Planet der Schaben

Schon seit langem weiß man, daß nur die Schaben das nukleare Feuer überleben werden, welches ein Krieg der Großmächte und anderer Besitzer der Atombombe entfachen würde. Daraus ist der Schluß zu ziehen, daß die „Bombe“ keine Waffe ist – sondern die Metapher für die historisch erstmalige Situation. Die besteht seit 1945 darin, daß nur um dem Preis der Selbstvernichtung die menschliche Spezies Kriege auf dem höchsten Stand der Technologie führen kann, wie sie es bis zum August 1945 gewohnt war. Damals fielen die Bomben auf Hiroshima und Nagasaki und seit damals bewahrt die Bombe den Planeten in paradoxer Weise vor dem Dritten Weltkrieg. Seit 72 Jahren, länger als je in der Geschichte.

Es ist nicht davon auszugehen, daß Donald Trump weiß, was eine Metapher ist, gar was die „Bombe“ als Metapher ist. Vor seiner Wahl fragte er einmal einige ihn beratenden Militärs: Wir haben doch die Bombe. Warum setzen wir sie nie ein? Die Beratenden erstarrten. Dieser Mensch hält also die Bombe für eine Waffe, mit der man Krieg führen kann! Und jetzt ist er Präsident der atomaren Supermacht. Beten ist angesagt, aber das hilft nur noch den gläubigen Muslimen, wenn man es denn korrekt ausführt. Es ist nicht davon auszugehen, daß all die Trump-Wähler in den Overfly-States das atomare Feuer zur Vernichtung aller Feinde Amerikas wollten. Aber sie haben die Chance, daß es aufflammt, gehörig verstärkt.

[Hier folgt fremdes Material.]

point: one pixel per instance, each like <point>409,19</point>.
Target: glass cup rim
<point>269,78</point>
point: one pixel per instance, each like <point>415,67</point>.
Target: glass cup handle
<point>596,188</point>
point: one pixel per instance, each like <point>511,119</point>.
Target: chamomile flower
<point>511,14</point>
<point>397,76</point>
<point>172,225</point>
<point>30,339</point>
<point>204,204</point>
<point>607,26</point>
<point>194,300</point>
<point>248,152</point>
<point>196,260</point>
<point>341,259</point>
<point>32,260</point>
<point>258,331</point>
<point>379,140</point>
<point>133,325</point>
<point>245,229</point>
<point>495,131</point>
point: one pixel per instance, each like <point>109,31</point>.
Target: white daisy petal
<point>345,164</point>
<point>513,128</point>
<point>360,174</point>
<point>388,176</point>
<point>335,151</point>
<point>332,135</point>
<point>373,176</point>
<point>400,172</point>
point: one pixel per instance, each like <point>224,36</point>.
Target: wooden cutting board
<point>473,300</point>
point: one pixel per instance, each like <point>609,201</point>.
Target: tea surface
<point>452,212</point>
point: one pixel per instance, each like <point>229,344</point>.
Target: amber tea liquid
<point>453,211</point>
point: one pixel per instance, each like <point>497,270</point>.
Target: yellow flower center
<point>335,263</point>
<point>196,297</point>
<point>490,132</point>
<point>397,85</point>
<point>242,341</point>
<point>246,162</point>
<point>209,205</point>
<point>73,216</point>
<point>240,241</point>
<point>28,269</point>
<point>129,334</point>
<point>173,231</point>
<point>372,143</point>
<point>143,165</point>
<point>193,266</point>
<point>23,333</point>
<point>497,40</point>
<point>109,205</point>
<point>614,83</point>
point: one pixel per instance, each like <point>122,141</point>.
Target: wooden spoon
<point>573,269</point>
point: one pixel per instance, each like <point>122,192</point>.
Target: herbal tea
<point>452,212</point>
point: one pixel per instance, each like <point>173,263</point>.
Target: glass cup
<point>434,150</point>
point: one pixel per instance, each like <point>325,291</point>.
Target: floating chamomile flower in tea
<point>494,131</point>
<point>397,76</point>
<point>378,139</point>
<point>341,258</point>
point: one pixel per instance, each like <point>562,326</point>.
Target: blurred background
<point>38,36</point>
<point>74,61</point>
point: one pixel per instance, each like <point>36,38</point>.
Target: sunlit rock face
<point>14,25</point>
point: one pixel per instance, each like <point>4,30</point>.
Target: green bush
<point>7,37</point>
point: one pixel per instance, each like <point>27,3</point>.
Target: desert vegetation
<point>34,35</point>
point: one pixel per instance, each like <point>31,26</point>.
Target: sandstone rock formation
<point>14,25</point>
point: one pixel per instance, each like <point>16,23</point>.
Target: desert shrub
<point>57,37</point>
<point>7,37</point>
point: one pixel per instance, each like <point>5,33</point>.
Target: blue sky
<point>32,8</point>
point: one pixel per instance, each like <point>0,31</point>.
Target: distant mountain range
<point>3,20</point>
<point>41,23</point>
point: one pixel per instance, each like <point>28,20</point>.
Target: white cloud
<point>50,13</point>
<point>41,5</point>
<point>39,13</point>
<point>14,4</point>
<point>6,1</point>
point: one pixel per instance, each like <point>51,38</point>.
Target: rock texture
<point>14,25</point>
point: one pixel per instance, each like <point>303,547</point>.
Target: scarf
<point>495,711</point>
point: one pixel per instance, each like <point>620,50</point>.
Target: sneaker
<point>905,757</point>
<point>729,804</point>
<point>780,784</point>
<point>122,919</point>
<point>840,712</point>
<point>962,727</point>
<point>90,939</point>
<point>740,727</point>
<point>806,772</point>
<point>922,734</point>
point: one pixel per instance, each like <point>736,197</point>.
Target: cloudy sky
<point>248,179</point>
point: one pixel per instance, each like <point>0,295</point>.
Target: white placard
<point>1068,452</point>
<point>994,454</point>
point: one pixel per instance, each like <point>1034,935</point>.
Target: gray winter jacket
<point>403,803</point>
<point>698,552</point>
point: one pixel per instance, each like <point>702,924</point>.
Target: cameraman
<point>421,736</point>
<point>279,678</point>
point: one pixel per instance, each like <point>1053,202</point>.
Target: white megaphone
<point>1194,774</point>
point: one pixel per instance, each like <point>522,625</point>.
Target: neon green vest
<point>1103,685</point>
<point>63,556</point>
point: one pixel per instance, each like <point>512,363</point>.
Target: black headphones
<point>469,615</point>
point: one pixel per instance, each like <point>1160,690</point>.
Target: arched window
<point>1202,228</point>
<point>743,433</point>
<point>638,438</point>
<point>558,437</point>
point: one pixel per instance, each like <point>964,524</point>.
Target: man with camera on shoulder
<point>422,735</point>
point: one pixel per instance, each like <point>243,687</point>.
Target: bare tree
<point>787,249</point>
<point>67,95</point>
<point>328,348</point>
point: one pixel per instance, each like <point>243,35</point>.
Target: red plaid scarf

Und jetzt? Mit Hitler bedrohte zuletzt ein vom Rassenwahn Besoffener die Welt, die ihn mühsam und mit hohen Kosten niederringen konnte. Der Wahn Trumps ist der überlebensgroße Narzißmus, die Besessenheit von einem Ego, das um seine eigene unendliche Beschränktheit nichts weiß und auf der Entwicklungsstufe eines Pubertierenden der Welt zeigen will, daß man vieles durchaus machen kann, was bisher undenkbar war. Hitlers Krieg war durchaus denkbar, und er hätte ihn fast gewonnen; Trumps Krieg wird mit der Menschheit als dem einzigen Verlierer der letzte sein. Er ist nicht zu gewinnen, und alle, die jenen Minimalverstand besitzen, an dem es dem Präsidenten mangelt, wissen es.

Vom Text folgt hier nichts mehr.